Ленька и глаза вытаращил.
— О чем, гражданин следователь?
— А ты не знаешь, урюк сушеный? Рассказывай, как к побегу готовился. Как бежал. Кто соучастники. Все рассказывай…
Вот это да! Все взвыло тихо и страшно в Ленькиной душе. Сознание даже на какую-то минуту помутилось от злости. И тут же прояснилось сразу: взял Ленька себя в руки. Думать надо! Шурупить! Нешуточное сказал кум Пустоваленко.
Побег!
А теперь за побег — расстрел. Теперь, по военному времени, за все шлепают. За отказ от работы, невзирая на причину, — расстрел, за болтовню — расстрел, за побег — тоже. До войны за побег судили по 82-й статье и клепали всего два года к недосиженному. А теперь, собаки, придумали пускать по 58-й статье, пункт 14, как за саботаж, уклонение от трудового фронта. «Фашистскую» статью 58! В «фашисты» хотят произвести честного человека!
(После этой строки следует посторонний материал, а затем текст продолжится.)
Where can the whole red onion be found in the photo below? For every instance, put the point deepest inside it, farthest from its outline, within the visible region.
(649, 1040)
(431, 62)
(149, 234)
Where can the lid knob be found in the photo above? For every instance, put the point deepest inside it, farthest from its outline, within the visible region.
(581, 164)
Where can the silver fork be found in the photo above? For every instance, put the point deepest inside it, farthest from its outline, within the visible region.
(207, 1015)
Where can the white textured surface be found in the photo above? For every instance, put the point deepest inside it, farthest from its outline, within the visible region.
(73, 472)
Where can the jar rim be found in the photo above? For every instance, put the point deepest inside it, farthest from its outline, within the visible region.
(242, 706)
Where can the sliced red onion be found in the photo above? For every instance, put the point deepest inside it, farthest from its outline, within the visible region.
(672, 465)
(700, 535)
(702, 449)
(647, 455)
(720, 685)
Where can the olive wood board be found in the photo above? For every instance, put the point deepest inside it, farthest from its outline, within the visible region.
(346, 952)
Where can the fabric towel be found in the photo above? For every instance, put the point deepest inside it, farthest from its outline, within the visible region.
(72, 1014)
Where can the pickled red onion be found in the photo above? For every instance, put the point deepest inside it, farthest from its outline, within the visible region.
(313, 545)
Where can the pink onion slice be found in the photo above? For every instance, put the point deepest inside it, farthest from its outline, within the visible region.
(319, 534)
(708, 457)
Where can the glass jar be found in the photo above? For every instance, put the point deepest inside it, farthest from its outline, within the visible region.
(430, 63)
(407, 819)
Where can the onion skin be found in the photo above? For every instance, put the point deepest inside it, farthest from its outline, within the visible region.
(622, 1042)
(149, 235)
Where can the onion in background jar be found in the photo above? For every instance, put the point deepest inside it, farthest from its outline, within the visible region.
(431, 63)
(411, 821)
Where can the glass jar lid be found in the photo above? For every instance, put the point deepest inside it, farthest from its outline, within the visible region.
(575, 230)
Упулился Ленька на кума, понять его не может. Что же за человек перед ним и почему ему такие права дадены? Что, наконец, у него в башке?
Нет, а все же интересно Леньке: откуда их, таких вот, берут? Ну где их все-таки выращивают? Таких чистеньких, завитых-кудрявеньких под тройным одеколоном и — без единой заботы на челе?
В рабоче-крестьянской семье он вырос? Серп-молот рисовал в тетрадке? Манку в детяслях с ложечки ел? Клятву на верность народу в пионерском строю давал? Никакой помарки у него в воспитании, значит? А почему же он готов, не моргнув глазом, шворку накинуть на невиноватого?
Возможно, ему план такой дают: посадить, скажем, десяток живых душ за решетку за текущий квартал? А он трусит и потому выслуживается? Но ведь и тут тоже особую наглость надо иметь. Например, свою душу на золото ценить, а чужую и в грош не ставить, верно?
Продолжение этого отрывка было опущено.